Profile Image for Lewis.
44 reviews8 followers
August 25, 2009
A fine summary of a great man. It is short but I believe it is long enough for the reader to get the right message of Dostoevsky. There is a depth of Historical backdrop outlining the progression of the Biography and at the bottom of every page there is a reference word or sentence for quick and easy access to specific points. There is so much i did not know about this shrewd gentlemen, this wise and loving Everyman, soft and gentle in his nature, though harsh and coarse in his depiction of Russian, and indeed world life. His Xenophobic and provincial life style leaves much to be desired but created one of the true Geniuses of the 19th century literature scene. Richard Freeborn, being a translator of various works such as Turgnevs Fathers and Sons and Dostoevsky's An accidental family is the perfect man to talk of the man and the period he lived through, i recommend this for the curious man or woman wanting to find out more about the great man though not already knowing that much; it may not give a great deal to one who is familiar with his life, works and times.

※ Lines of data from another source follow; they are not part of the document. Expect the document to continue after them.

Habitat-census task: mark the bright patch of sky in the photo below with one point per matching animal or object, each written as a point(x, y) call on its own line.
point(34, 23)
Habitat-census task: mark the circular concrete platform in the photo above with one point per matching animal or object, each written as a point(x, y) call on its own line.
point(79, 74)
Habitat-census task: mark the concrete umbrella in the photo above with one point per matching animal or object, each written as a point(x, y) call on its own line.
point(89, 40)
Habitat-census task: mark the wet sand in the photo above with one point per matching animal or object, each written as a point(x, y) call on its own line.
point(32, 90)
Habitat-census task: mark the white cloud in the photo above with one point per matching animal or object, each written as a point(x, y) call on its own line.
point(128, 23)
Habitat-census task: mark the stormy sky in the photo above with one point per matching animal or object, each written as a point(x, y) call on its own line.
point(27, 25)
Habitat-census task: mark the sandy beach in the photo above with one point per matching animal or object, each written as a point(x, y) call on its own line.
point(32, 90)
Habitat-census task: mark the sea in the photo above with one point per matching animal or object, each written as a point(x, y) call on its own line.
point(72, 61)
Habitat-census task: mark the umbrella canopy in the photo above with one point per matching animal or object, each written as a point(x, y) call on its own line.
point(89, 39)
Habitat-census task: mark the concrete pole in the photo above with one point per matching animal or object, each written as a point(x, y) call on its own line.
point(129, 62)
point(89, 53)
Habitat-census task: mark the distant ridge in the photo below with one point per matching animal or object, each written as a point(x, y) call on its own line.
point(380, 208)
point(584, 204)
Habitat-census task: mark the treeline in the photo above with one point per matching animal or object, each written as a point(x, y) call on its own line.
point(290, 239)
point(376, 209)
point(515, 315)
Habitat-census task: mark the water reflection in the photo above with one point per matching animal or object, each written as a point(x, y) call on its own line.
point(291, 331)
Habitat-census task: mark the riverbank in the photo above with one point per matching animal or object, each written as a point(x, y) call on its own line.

WARNING: If you plan to read the main Dostoevsky novels this book does give Spoilers on some key events so beware.
4 reviews
September 11, 2008
An interesting biography of Dostoevsky and overview of his major works. A good place to start to get an overview before diving into his deeper works. The background is very useful to better understand the context and cultural influences on his writing as well as offers insight into what each of his major novels is about.
Profile Image for Fabiela.
28 reviews
March 15, 2012
I just starting reading this book as companhion for Crime and Punishment. Understood more about Dostoevsky. Decided not to finish it.